We are not aware of any current AI safety benchmark that reports grader reliability statistics alongside ASR numbers. No benchmark paper we have reviewed publishes inter-grader agreement, calibration curves, or hallucination rates for the grading model.
This is the epistemic crisis: the community has invested heavily in which models to test and which prompts to use, while largely ignoring whether the measurement instrument itself is reliable.
Recommendations
For benchmark publishers. Report your grader’s calibration data. Publish inter-grader agreement on a held-out set. If you use automated grading, treat the grader model as part of your methodology and evaluate it with the same rigour you apply to the models you are testing.
For model deployers. Do not treat a single benchmark ASR as ground truth. If your safety case depends on a specific number, verify that the grading methodology produces consistent results across different grader models.
For regulators. Evaluation standards should require disclosure of grading methodology and reliability metrics. An ASR number without grader calibration data is not a safety measurement — it is an unverified claim.
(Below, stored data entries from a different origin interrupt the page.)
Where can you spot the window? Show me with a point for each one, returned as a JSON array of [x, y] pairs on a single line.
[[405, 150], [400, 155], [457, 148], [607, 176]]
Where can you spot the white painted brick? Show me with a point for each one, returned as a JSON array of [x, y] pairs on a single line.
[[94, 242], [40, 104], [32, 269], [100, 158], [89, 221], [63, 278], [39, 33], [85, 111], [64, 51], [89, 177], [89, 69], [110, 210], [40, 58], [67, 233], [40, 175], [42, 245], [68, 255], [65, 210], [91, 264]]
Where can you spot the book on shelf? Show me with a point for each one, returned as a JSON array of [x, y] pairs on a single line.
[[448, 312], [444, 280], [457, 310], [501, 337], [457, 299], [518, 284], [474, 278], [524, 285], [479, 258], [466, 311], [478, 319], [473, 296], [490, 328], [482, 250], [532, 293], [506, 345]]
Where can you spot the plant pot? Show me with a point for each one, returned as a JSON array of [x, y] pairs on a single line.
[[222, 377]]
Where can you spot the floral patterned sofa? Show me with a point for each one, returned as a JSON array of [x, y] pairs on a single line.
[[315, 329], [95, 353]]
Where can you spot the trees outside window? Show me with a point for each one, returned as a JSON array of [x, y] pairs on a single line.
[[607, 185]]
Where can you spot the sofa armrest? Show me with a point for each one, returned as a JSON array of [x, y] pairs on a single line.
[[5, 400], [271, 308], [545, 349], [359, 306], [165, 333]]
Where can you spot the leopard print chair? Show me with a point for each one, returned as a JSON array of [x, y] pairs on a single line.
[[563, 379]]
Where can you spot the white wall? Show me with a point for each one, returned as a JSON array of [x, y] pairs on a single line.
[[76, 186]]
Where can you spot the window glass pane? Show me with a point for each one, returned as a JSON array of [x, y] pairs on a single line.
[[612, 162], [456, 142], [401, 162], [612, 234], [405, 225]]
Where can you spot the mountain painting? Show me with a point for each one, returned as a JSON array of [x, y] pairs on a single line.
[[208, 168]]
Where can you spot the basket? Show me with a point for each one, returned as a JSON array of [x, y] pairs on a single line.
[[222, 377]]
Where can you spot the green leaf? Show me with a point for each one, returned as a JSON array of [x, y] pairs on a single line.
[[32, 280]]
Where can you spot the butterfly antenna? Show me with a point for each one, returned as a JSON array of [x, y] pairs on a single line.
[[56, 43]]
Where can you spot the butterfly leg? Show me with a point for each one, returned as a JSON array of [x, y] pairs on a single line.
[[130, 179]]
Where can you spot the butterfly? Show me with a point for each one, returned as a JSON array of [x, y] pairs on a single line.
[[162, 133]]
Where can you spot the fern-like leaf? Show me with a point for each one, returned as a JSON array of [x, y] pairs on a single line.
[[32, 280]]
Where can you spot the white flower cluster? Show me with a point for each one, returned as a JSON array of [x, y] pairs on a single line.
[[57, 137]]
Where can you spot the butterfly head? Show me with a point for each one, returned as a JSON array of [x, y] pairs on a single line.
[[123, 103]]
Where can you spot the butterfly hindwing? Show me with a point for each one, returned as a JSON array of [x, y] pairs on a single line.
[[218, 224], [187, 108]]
For the research community. We need standard calibration datasets for safety graders, the same way NLP has standard test sets for models. We are releasing our 20-trace calibration set and the evaluation methodology to support this.
This finding is part of the Failure-First adversarial evaluation programme. The grader evaluation is documented in internal Report #244. Our keyword-based classifier achieved Cohen’s kappa = 0.126 against LLM grading (n=1,989), confirming that automated heuristic approaches are not a reliable alternative.